Que maintenant, parmi les fêtes et les chefs-d’œuvre des galeries de Florence, Médicis, nourri des pensées de Platon, les ait redites parfois en strophes élégantes ; que Politien ait retrouvé, dans ses deux langues natales, quelque chose de l’harmonie d’Horace et de sa curieuse hardiesse d’expression, ce sont des plaisirs délicats pour le goût, des sujets pour l’étude, mais non de grandes influences qui aient agi sur la pensée et pris place dans l’histoire des lettres.

Au seizième siècle cependant, malgré le poids de l’érudition et de la controverse, le poëte pouvait encore paraître appelé à son rôle antique de conseiller du peuple, de chantre du courage et de la délivrance.

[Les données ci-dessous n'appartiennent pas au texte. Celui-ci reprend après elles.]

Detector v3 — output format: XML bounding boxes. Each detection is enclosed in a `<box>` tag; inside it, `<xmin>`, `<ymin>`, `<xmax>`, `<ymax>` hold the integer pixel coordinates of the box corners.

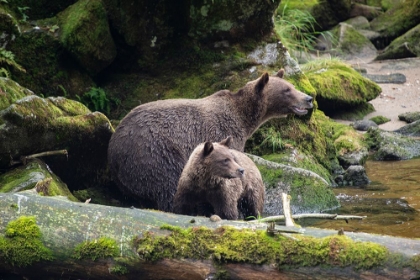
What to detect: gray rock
<box><xmin>344</xmin><ymin>165</ymin><xmax>370</xmax><ymax>186</ymax></box>
<box><xmin>398</xmin><ymin>111</ymin><xmax>420</xmax><ymax>123</ymax></box>
<box><xmin>338</xmin><ymin>149</ymin><xmax>369</xmax><ymax>169</ymax></box>
<box><xmin>394</xmin><ymin>120</ymin><xmax>420</xmax><ymax>137</ymax></box>
<box><xmin>366</xmin><ymin>127</ymin><xmax>420</xmax><ymax>160</ymax></box>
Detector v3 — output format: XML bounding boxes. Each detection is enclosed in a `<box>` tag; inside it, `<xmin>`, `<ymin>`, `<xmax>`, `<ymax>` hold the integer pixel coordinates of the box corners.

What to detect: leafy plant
<box><xmin>274</xmin><ymin>3</ymin><xmax>334</xmax><ymax>57</ymax></box>
<box><xmin>78</xmin><ymin>87</ymin><xmax>110</xmax><ymax>115</ymax></box>
<box><xmin>17</xmin><ymin>7</ymin><xmax>30</xmax><ymax>22</ymax></box>
<box><xmin>0</xmin><ymin>48</ymin><xmax>26</xmax><ymax>77</ymax></box>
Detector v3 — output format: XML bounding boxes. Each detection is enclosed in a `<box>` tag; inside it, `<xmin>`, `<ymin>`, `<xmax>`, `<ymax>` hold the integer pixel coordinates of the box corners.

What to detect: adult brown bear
<box><xmin>173</xmin><ymin>136</ymin><xmax>265</xmax><ymax>220</ymax></box>
<box><xmin>108</xmin><ymin>69</ymin><xmax>313</xmax><ymax>211</ymax></box>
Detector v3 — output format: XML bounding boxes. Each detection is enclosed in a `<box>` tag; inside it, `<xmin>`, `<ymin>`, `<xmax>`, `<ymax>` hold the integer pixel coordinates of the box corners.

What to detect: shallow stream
<box><xmin>306</xmin><ymin>158</ymin><xmax>420</xmax><ymax>238</ymax></box>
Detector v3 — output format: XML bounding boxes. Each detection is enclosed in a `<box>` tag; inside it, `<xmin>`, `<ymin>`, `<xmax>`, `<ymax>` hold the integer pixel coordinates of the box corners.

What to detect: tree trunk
<box><xmin>0</xmin><ymin>191</ymin><xmax>420</xmax><ymax>280</ymax></box>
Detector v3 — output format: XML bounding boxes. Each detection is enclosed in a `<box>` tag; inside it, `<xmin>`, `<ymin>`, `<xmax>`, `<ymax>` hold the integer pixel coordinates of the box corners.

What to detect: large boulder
<box><xmin>57</xmin><ymin>0</ymin><xmax>117</xmax><ymax>75</ymax></box>
<box><xmin>0</xmin><ymin>78</ymin><xmax>113</xmax><ymax>188</ymax></box>
<box><xmin>302</xmin><ymin>60</ymin><xmax>382</xmax><ymax>120</ymax></box>
<box><xmin>376</xmin><ymin>24</ymin><xmax>420</xmax><ymax>60</ymax></box>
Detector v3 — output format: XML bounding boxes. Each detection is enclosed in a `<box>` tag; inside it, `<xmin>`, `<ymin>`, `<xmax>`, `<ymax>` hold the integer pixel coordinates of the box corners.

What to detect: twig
<box><xmin>10</xmin><ymin>150</ymin><xmax>68</xmax><ymax>165</ymax></box>
<box><xmin>250</xmin><ymin>213</ymin><xmax>367</xmax><ymax>223</ymax></box>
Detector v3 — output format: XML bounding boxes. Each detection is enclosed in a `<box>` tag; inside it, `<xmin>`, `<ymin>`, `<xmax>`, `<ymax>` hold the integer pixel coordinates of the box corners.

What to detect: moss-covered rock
<box><xmin>376</xmin><ymin>23</ymin><xmax>420</xmax><ymax>60</ymax></box>
<box><xmin>302</xmin><ymin>60</ymin><xmax>382</xmax><ymax>119</ymax></box>
<box><xmin>0</xmin><ymin>89</ymin><xmax>113</xmax><ymax>188</ymax></box>
<box><xmin>57</xmin><ymin>0</ymin><xmax>117</xmax><ymax>75</ymax></box>
<box><xmin>8</xmin><ymin>27</ymin><xmax>95</xmax><ymax>97</ymax></box>
<box><xmin>0</xmin><ymin>159</ymin><xmax>78</xmax><ymax>201</ymax></box>
<box><xmin>0</xmin><ymin>77</ymin><xmax>34</xmax><ymax>111</ymax></box>
<box><xmin>0</xmin><ymin>216</ymin><xmax>52</xmax><ymax>267</ymax></box>
<box><xmin>370</xmin><ymin>0</ymin><xmax>420</xmax><ymax>47</ymax></box>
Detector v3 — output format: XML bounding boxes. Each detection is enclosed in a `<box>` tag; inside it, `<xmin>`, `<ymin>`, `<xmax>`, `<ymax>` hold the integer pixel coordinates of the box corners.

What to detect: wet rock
<box><xmin>338</xmin><ymin>149</ymin><xmax>369</xmax><ymax>169</ymax></box>
<box><xmin>248</xmin><ymin>155</ymin><xmax>339</xmax><ymax>215</ymax></box>
<box><xmin>394</xmin><ymin>120</ymin><xmax>420</xmax><ymax>137</ymax></box>
<box><xmin>343</xmin><ymin>165</ymin><xmax>370</xmax><ymax>186</ymax></box>
<box><xmin>363</xmin><ymin>73</ymin><xmax>407</xmax><ymax>84</ymax></box>
<box><xmin>366</xmin><ymin>127</ymin><xmax>420</xmax><ymax>160</ymax></box>
<box><xmin>351</xmin><ymin>120</ymin><xmax>378</xmax><ymax>131</ymax></box>
<box><xmin>398</xmin><ymin>112</ymin><xmax>420</xmax><ymax>123</ymax></box>
<box><xmin>350</xmin><ymin>3</ymin><xmax>382</xmax><ymax>20</ymax></box>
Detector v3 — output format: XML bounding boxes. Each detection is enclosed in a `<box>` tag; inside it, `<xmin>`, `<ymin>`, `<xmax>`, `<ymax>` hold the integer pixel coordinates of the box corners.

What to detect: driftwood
<box><xmin>0</xmin><ymin>190</ymin><xmax>420</xmax><ymax>279</ymax></box>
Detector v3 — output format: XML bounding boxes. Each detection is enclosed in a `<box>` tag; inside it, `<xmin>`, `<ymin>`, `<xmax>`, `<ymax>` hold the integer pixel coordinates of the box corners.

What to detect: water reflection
<box><xmin>306</xmin><ymin>158</ymin><xmax>420</xmax><ymax>238</ymax></box>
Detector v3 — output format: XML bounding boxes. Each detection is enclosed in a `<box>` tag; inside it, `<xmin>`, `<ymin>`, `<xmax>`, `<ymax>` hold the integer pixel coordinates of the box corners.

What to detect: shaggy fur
<box><xmin>174</xmin><ymin>137</ymin><xmax>265</xmax><ymax>220</ymax></box>
<box><xmin>108</xmin><ymin>70</ymin><xmax>312</xmax><ymax>211</ymax></box>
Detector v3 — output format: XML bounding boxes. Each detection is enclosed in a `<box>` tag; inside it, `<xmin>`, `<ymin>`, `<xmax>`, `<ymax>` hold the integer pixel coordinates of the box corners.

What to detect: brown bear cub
<box><xmin>174</xmin><ymin>137</ymin><xmax>265</xmax><ymax>220</ymax></box>
<box><xmin>108</xmin><ymin>70</ymin><xmax>313</xmax><ymax>211</ymax></box>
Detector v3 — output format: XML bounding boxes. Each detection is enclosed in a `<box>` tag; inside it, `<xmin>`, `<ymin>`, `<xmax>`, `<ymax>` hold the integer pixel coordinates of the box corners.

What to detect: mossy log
<box><xmin>0</xmin><ymin>191</ymin><xmax>420</xmax><ymax>279</ymax></box>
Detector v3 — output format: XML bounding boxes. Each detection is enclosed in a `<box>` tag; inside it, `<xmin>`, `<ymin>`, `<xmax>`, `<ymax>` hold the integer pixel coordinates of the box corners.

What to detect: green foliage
<box><xmin>77</xmin><ymin>87</ymin><xmax>110</xmax><ymax>115</ymax></box>
<box><xmin>261</xmin><ymin>126</ymin><xmax>284</xmax><ymax>153</ymax></box>
<box><xmin>0</xmin><ymin>216</ymin><xmax>52</xmax><ymax>267</ymax></box>
<box><xmin>17</xmin><ymin>7</ymin><xmax>30</xmax><ymax>22</ymax></box>
<box><xmin>274</xmin><ymin>2</ymin><xmax>333</xmax><ymax>57</ymax></box>
<box><xmin>73</xmin><ymin>237</ymin><xmax>118</xmax><ymax>261</ymax></box>
<box><xmin>134</xmin><ymin>226</ymin><xmax>388</xmax><ymax>269</ymax></box>
<box><xmin>0</xmin><ymin>48</ymin><xmax>25</xmax><ymax>77</ymax></box>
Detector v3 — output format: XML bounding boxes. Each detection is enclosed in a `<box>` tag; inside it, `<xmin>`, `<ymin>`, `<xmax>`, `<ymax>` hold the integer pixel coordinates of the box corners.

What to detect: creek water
<box><xmin>304</xmin><ymin>158</ymin><xmax>420</xmax><ymax>238</ymax></box>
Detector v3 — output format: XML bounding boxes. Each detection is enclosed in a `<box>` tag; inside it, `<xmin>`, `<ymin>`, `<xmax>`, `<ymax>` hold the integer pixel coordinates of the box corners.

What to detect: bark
<box><xmin>0</xmin><ymin>191</ymin><xmax>420</xmax><ymax>280</ymax></box>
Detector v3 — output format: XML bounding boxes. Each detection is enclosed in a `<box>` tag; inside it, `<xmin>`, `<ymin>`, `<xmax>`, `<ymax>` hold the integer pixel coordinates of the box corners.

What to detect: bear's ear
<box><xmin>255</xmin><ymin>72</ymin><xmax>269</xmax><ymax>92</ymax></box>
<box><xmin>203</xmin><ymin>142</ymin><xmax>214</xmax><ymax>157</ymax></box>
<box><xmin>219</xmin><ymin>136</ymin><xmax>233</xmax><ymax>148</ymax></box>
<box><xmin>277</xmin><ymin>68</ymin><xmax>284</xmax><ymax>78</ymax></box>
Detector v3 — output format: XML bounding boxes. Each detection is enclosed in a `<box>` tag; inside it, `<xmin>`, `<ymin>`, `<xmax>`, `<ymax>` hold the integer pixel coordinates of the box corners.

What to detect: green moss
<box><xmin>0</xmin><ymin>159</ymin><xmax>78</xmax><ymax>201</ymax></box>
<box><xmin>73</xmin><ymin>237</ymin><xmax>119</xmax><ymax>261</ymax></box>
<box><xmin>0</xmin><ymin>216</ymin><xmax>53</xmax><ymax>267</ymax></box>
<box><xmin>109</xmin><ymin>264</ymin><xmax>129</xmax><ymax>275</ymax></box>
<box><xmin>134</xmin><ymin>226</ymin><xmax>389</xmax><ymax>269</ymax></box>
<box><xmin>370</xmin><ymin>116</ymin><xmax>390</xmax><ymax>125</ymax></box>
<box><xmin>0</xmin><ymin>77</ymin><xmax>33</xmax><ymax>111</ymax></box>
<box><xmin>302</xmin><ymin>59</ymin><xmax>382</xmax><ymax>118</ymax></box>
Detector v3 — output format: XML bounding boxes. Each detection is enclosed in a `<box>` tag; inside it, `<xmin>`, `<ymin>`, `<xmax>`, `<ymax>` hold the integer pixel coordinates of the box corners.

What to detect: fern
<box><xmin>0</xmin><ymin>48</ymin><xmax>26</xmax><ymax>72</ymax></box>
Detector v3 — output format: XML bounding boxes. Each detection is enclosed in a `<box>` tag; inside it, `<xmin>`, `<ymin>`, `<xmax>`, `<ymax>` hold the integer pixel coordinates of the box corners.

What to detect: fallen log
<box><xmin>0</xmin><ymin>190</ymin><xmax>420</xmax><ymax>279</ymax></box>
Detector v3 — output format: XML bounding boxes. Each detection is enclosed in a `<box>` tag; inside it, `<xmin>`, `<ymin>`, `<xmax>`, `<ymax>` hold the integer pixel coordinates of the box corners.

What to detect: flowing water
<box><xmin>304</xmin><ymin>158</ymin><xmax>420</xmax><ymax>238</ymax></box>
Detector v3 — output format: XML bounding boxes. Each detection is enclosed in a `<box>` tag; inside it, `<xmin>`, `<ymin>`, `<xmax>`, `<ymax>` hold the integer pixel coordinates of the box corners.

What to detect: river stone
<box><xmin>398</xmin><ymin>112</ymin><xmax>420</xmax><ymax>123</ymax></box>
<box><xmin>362</xmin><ymin>73</ymin><xmax>407</xmax><ymax>84</ymax></box>
<box><xmin>338</xmin><ymin>149</ymin><xmax>369</xmax><ymax>169</ymax></box>
<box><xmin>366</xmin><ymin>127</ymin><xmax>420</xmax><ymax>160</ymax></box>
<box><xmin>394</xmin><ymin>120</ymin><xmax>420</xmax><ymax>137</ymax></box>
<box><xmin>344</xmin><ymin>165</ymin><xmax>370</xmax><ymax>186</ymax></box>
<box><xmin>351</xmin><ymin>120</ymin><xmax>378</xmax><ymax>131</ymax></box>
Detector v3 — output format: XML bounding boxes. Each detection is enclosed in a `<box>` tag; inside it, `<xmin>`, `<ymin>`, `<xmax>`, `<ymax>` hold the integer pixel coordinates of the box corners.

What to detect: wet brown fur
<box><xmin>173</xmin><ymin>137</ymin><xmax>265</xmax><ymax>220</ymax></box>
<box><xmin>108</xmin><ymin>70</ymin><xmax>312</xmax><ymax>211</ymax></box>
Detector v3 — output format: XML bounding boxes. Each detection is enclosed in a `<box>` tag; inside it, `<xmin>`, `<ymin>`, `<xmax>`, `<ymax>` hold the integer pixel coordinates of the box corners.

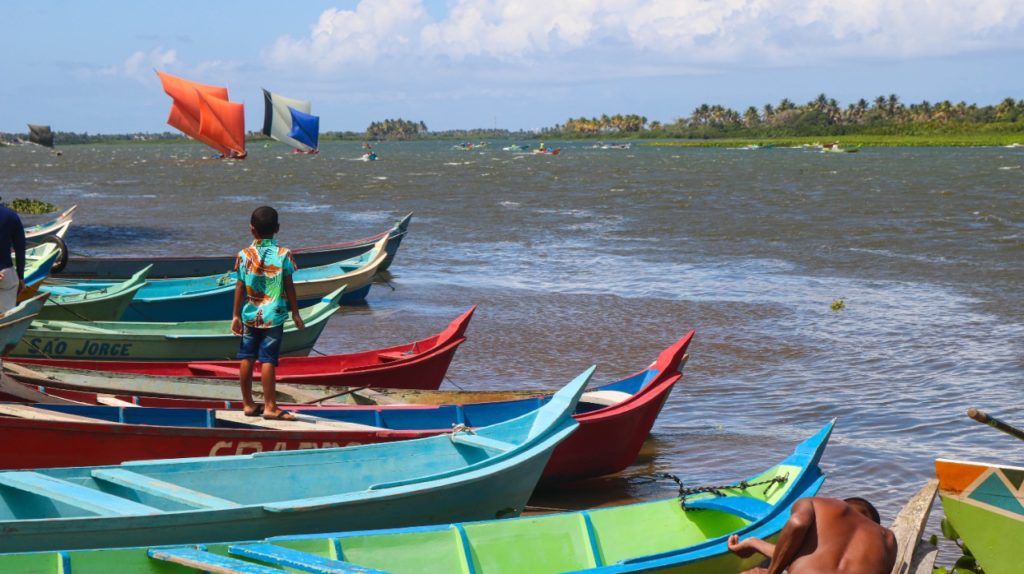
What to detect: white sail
<box><xmin>263</xmin><ymin>89</ymin><xmax>311</xmax><ymax>151</ymax></box>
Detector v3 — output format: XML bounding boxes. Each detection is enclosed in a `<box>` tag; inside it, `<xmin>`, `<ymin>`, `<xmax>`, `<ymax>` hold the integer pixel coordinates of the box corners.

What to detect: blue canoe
<box><xmin>43</xmin><ymin>237</ymin><xmax>393</xmax><ymax>322</ymax></box>
<box><xmin>0</xmin><ymin>423</ymin><xmax>833</xmax><ymax>574</ymax></box>
<box><xmin>0</xmin><ymin>367</ymin><xmax>594</xmax><ymax>553</ymax></box>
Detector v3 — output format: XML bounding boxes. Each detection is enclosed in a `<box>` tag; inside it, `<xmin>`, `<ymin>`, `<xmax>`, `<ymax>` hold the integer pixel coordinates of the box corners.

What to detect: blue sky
<box><xmin>0</xmin><ymin>0</ymin><xmax>1024</xmax><ymax>133</ymax></box>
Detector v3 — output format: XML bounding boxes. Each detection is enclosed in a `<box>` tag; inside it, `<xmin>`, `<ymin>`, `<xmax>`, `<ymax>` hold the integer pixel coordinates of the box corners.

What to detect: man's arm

Un grand péril menaçait alors l’Europe déchirée par tant de divisions intérieures. Car enfin, il y a moins de trois siècles, les Turcs, maîtres absolus des plus beaux climats de l’Occident, dominaient la Méditerranée, menaçaient ses rivages, et, délivrés de Charles-Quint, semblaient ne plus compter d’adversaires en Europe.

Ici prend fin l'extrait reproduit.